Sano Halo, 104, Last Pontian Genocide Survivor, Dies

NEW YORK – A light that has burned long and bright has gone out, but will not be forgotten.  Sano Themia Halo (1909-2014), the last survivor of the Pontinan Genocide in Ottoman Turkey, who was immortalized by her daughter Thea Halo in her memoire, Not Even My Name, passed away on Monday, April 28, 2014.

She died peacefully at home in her sleep just two weeks shy of her 105th birthday.

Although Halo came from a place in the world that was too small to be depicted on a map, through Not Even My Name, she became known to Pontic Greeks world-wide, as the Yia Yia (grandmother) of all Pontians. To her family and friends she was a warm, sensitive, often humorous, and caring mother, grandmother, and great grandmother.

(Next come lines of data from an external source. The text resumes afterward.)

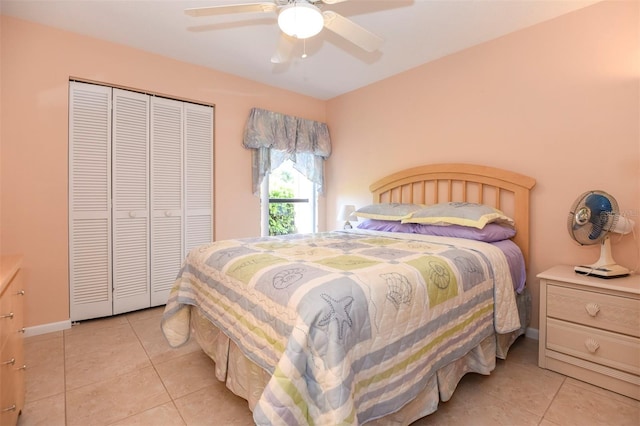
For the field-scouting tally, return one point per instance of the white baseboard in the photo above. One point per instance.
(47, 328)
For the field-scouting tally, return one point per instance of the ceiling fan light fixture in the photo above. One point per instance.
(300, 20)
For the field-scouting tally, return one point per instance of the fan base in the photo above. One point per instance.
(604, 271)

The only known survivor of her family, Halo’s extraordinary memory brought to life the details of how the Pontic Greeks lived in mountain villages of the Black Sea region of Turkey in the early 20th Century, and her community’s devastating death march to exile in 1920. To help her survive, her mother left 10-year-old Themia, with a woman who promised to care for her, in a small hamlet in southern Turkey. After her mother’s death, young Themia was treated as a slave. With the loss of her family, community, and finally her name, changed to Sano by her cruel keeper, Sano ran away to Diyarbakir at age 12. There, an Armenian family took her in. When they fled to Aleppo, Syria to avoid further massacres, they took young Sano with them as their daughter.

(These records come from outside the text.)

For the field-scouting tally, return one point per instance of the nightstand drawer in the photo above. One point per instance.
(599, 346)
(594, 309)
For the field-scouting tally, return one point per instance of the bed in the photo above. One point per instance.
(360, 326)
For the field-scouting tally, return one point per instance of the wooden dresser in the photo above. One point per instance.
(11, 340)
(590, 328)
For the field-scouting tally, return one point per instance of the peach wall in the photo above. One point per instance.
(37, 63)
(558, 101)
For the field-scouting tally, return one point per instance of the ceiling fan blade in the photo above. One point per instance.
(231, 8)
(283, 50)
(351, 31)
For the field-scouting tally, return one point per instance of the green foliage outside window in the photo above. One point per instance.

Sano’s future husband, Abraham, an Assyrian who had also fled Turkey and emigrated to the U.S. in 1905, had returned to Aleppo in 1925 to visit exiled cousins and to find a bride. To give Sano a chance at a free life in America, at just 15 years old, her Armenian family arranged Sano’s marriage to 45-year-old Abraham. On their marriage and arrival in New York City, Sano became mother to Farage, Abraham’s 10-year-old son from a previous marriage. Sano and Abraham raised 10 children of their own.

When asked if she wanted restitution from the Turkish government for the loss of her family and her home, Halo responded that she wanted an apology. “We had everything to live for and they sent us to die on the roads,” she said.

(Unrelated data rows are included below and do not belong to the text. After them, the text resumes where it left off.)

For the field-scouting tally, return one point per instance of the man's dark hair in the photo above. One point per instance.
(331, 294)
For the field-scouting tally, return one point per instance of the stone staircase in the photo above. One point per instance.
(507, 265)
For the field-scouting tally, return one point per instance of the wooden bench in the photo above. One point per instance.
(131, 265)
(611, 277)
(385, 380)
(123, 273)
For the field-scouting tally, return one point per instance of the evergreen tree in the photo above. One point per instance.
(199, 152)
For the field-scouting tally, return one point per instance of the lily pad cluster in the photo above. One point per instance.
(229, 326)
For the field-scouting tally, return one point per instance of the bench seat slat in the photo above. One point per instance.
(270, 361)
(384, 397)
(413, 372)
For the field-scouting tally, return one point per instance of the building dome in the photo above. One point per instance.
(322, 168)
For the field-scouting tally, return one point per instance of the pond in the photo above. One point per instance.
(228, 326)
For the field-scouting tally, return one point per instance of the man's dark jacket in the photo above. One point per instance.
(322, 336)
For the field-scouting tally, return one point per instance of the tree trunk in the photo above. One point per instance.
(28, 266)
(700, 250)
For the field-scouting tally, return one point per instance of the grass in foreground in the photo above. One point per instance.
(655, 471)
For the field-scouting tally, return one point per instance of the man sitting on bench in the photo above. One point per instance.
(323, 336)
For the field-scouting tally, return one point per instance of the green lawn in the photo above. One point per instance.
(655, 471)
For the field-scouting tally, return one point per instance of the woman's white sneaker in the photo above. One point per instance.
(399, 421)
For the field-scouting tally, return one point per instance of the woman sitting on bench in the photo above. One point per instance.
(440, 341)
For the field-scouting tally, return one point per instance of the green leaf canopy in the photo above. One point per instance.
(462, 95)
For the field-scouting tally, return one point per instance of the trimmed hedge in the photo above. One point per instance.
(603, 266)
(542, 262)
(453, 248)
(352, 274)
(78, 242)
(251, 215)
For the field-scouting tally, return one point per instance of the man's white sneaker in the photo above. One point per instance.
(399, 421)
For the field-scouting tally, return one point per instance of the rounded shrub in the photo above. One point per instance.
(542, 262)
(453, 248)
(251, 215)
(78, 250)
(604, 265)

In 2002, Halo was given the New York Governor’s Award for Excellence in Honor of Women’s History Month, Honoring Women of Courage and Vision, for making known to the American public for the first time, the history and tragic fate of the Pontic Greeks, a people who had made Asia Minor their home for almost 3,000 years, until their massacre, death marches to exile, and finally the Exchange of Populations in 1923 pursuant to the Treaty of Lausanne.

Although a resident of New York City since her arrival in 1925, neither Halo, nor most of the country, was aware that over 40,000 Pontic Greeks made their homes in Astoria, L.I., with further Pontian communities in Connecticut, Chicago, Canada and elsewhere.

In 2009, for her 100th Birthday, Greece awarded Halo and her daughter, Thea, honorary Greek citizenship. “Now everyone will know I am Greek,” Halo said, referring to a U.S. passport that depicted her place of origin as Turkey, without identifying her as a Greek.

In 1989, she made a pilgrimage with her daughter, Thea, back to Turkey to find her home. “Everyone treated me like family,” she said of the Turks they met along the way.” Although Halo’s story of loss of family, home, country, and finally even her language and her name was so tragic, she never held any animosity towards the Turkish people. She said they had lived side by side in peace. “They are people like any other people. They want to raise their families and prosper. You must place the blame where blame belongs,” she said, “with the Turkish government. Ataturk. He was the one. Not the only one. But he was the one.”

The Ottoman genocide of over three million of their Christian citizens: Greeks, Armenians, and Assyrians under the Young Turk and Kemalist regimes from 1913-1923 took the lives of 353,000 of the 700,000 Pontic Greeks, and a further 700,000 Greeks of Ottoman Turkey. It also took the lives of 275,000 Assyrians, more than half their population, and 1.5 million Armenians.

Halo had long opined, “If I could only write, I’d tell the world what happened.” Although her daughter Thea had made her career as a painter, after their trip to Turkey, Thea decided to be her mother’s voice. “Not Even My Name” was published by Picador, an imprint of St. Martin’s Press, in 2000. Sano Halo is also featured in a number of documentaries, and has received numerous other honors and awards in the U.S., Canada, and in Greece. The Sano Themia Halo Pontian Heritage Foundation was established by her daughter Thea with the intention of building a living museum in Greece to help future generations know how the Pontic Greeks lived in the Pontic Mountains along the Black Sea.

In 1976 Halo moved to Monroe, NY where she spent the last 37 years of her life. Above all, Halo was devoted to her family. She often said, “My family is my life.” She is survived by seven of her ten children, plus her many grand- and great-grandchildren.